TutorialSeptember 15, 2025•8 min read

Terraform Best Practices: Lessons from Someone Who Has Absolutely Never Deleted Production

Three years of Terraform lessons — anchored by a production incident that may or may not have happened, featuring an RDS database that may or may not have been destroyed. Hypothetically.

#Terraform#IaC#Best Practices#Cloud

Terraform Best Practices: Lessons from Someone Who Has Absolutely Never Deleted Production

Infrastructure as code — building systems that build themselves

Let me tell you about the worst afternoon of my professional life.

Or rather — let me tell you about a hypothetical afternoon. One that may or may not have involved a production RDS instance, a wrong Terraform workspace, and the slow, dawning horror of watching a destroy plan execute while my soul quietly left my body.

Did it happen to me?

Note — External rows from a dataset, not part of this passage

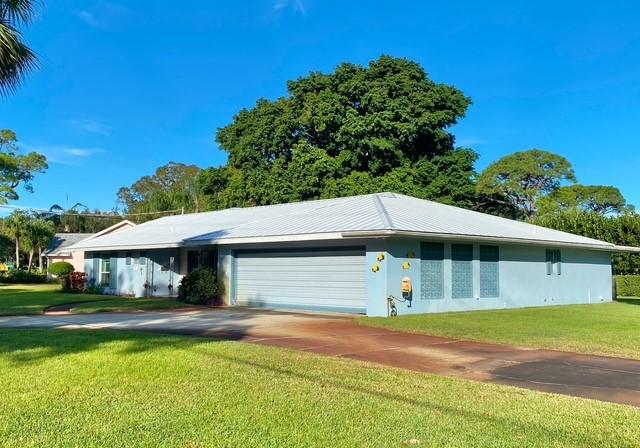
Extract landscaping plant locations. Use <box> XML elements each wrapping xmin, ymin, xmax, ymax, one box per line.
<box><xmin>48</xmin><ymin>261</ymin><xmax>75</xmax><ymax>291</ymax></box>
<box><xmin>177</xmin><ymin>267</ymin><xmax>218</xmax><ymax>305</ymax></box>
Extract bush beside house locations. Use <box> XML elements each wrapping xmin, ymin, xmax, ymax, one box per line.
<box><xmin>48</xmin><ymin>261</ymin><xmax>75</xmax><ymax>291</ymax></box>
<box><xmin>615</xmin><ymin>275</ymin><xmax>640</xmax><ymax>297</ymax></box>
<box><xmin>177</xmin><ymin>268</ymin><xmax>219</xmax><ymax>305</ymax></box>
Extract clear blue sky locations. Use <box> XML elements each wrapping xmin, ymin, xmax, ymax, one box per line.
<box><xmin>2</xmin><ymin>0</ymin><xmax>640</xmax><ymax>214</ymax></box>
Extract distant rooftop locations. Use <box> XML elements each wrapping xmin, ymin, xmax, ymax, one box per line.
<box><xmin>45</xmin><ymin>233</ymin><xmax>93</xmax><ymax>256</ymax></box>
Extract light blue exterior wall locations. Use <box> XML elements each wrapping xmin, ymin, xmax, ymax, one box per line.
<box><xmin>364</xmin><ymin>237</ymin><xmax>613</xmax><ymax>317</ymax></box>
<box><xmin>84</xmin><ymin>249</ymin><xmax>182</xmax><ymax>297</ymax></box>
<box><xmin>82</xmin><ymin>236</ymin><xmax>613</xmax><ymax>316</ymax></box>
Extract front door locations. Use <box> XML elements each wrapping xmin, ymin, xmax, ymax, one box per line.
<box><xmin>151</xmin><ymin>253</ymin><xmax>176</xmax><ymax>297</ymax></box>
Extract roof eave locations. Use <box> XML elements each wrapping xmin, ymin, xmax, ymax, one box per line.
<box><xmin>339</xmin><ymin>230</ymin><xmax>620</xmax><ymax>251</ymax></box>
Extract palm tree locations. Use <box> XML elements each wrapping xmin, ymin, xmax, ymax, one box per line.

I'm not saying it did. I'm also not saying it didn't. What I will say is: I have been extraordinarily careful with terraform apply for the past three years, and there is a very specific reason for that. Whether that reason is lived trauma or an abundance of professional caution is something we may never resolve.

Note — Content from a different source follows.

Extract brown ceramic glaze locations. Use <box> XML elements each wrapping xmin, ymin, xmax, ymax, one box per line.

What I can tell you is this: somewhere in the multiverse, a version of me typed "yes" into a terminal, watched Terraform destroy a production RDS instance with 18 months of user data, and spent the next 4 hours recovering from a snapshot that was 6 hours old. Maybe that person was me. Maybe I was simply too chicken to ever let it get that far.

Either way — in case this ever happens to you, hypothetically — here is everything I know about never letting it happen again.

Directory Structure: Monorepo with Clear Separation

The first thing that enables everything else is a clean directory structure. After trying several approaches, this is what I settled on:

bash

infrastructure/
├── modules/
│   ├── vpc/
│   │   ├── main.tf
│   │   ├── variables.tf
│   │   ├── outputs.tf
│   │   └── README.md
│   ├── eks/
│   │   ├── main.tf
│   │   ├── variables.tf
│   │   └── outputs.tf
│   └── rds/
│       ├── main.tf
│       ├── variables.tf
│       └── outputs.tf
└── environments/
    ├── staging/
    │   ├── main.tf
    │   ├── variables.tf
    │   ├── terraform.tfvars
    │   └── backend.tf
    └── production/
        ├── main.tf
        ├── variables.tf
        ├── terraform.tfvars
        └── backend.tf

Modules live in modules/ and contain no environment-specific configuration. Each environment directory under environments/ calls those modules with environment-specific values. This separation means that to deploy something to staging, you work in environments/staging/. To deploy to production, you work in environments/production/. There is no workspace switching. The directory you are in is the environment you are affecting. This alone would have prevented my disaster.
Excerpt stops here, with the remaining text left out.